Sempre al 1889 risalgono la conoscenza di Van Gogh e la morte del padre, con cui i rapporti non erano stati idilliaci. Da qui quel senso di colpa che accrescerà la sua angoscia. Edvard abbandona i ritratti, gli interni. «L'arte si nutre del sangue dell'artista», dice. Per questo, adocchiando impressionismo e simbolismo, Munch ingrana la marcia che lo porterà ad una sorta di espressionismo sui generis, cui guardano un buon numero di artisti tedeschi. Catapultatosi a Berlino, Edvard conosce una grande popolarità. Anche stavolta le letture hanno una notevole incidenza (Strindberg, Ibsen, Nietzsche e Freud), così come la musica (Wagner). La sua pittura diventa una sorta di diario autobiografico e la sua angoscia acquista una valenza universale.

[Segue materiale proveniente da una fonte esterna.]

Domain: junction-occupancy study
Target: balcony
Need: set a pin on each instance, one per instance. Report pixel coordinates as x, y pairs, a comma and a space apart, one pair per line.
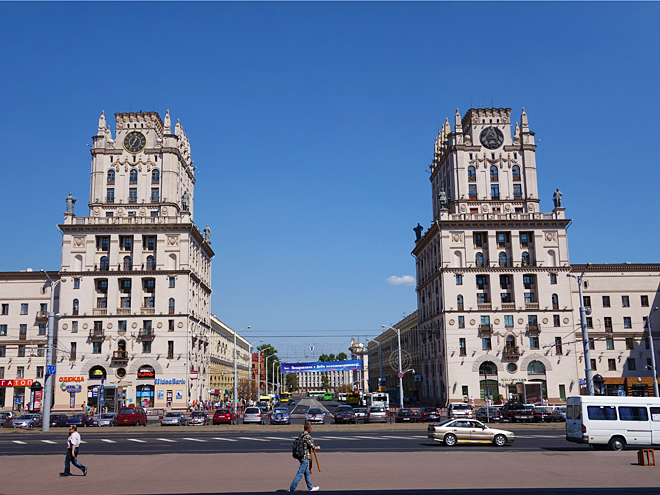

Talvolta ripete gli stessi soggetti con varianti, sino a quando gli sembra di avere esaurito la raffigurazione delle proprie emozioni («Spesso riprendo un tema per scandagliarlo sempre di più»). I suoi dipinti guardano non solo dentro l'uomo, ma anche nelle realtà sociali. Munch allarga i suoi interessi alla grafica e alla fotografia. Quest'ultima, addirittura, quando è casuale, diventa la base dei quadri.
Anche se il successo gli arride (mostre, riconoscimenti vari), è soggetto a crolli psicologici. Viene persino ricoverato in una clinica di Copenaghen. I suoi personaggi diventano sempre più sfatti, assomigliano a fantasmi circondati da ombre. E come fantasmi rappresenta spesso le sue donne, con le quali ha rapporti piuttosto difficili.
C'è di più: proprio nel 1913, la Norvegia concede alle donne il voto e Munch registra questa trasformazione sociale che non avviene senza traumi. Per lui, che le considera sante, puttane e amanti infelici, esse vivono avvolte dal mistero.
E proprio Attenzione alla puttana: Edvard Munch e Lene Berg è il titolo dell'omaggio (curato da Marta Kuzma e Angela Vettese) che Venezia — nell'ambito della Biennale — fa all'artista norvegese e alla connazionale Berg (Oslo, 1965), autrice di un film sull'emancipazione. In mostra 28 lavori poco noti: disegni e anche un paio di dipinti inediti, fra cui Bambini e anatre, del 1906.
Attenzione alla puttana riprende esattamente il titolo del film di Fassbinder, uscito nel 1971, interpretato da Eddie Constantine, Hanna Schygulla e Lou Castel.
Non si capisce, però, quale rapporto ci sia fra i due artisti norvegesi e il regista tedesco.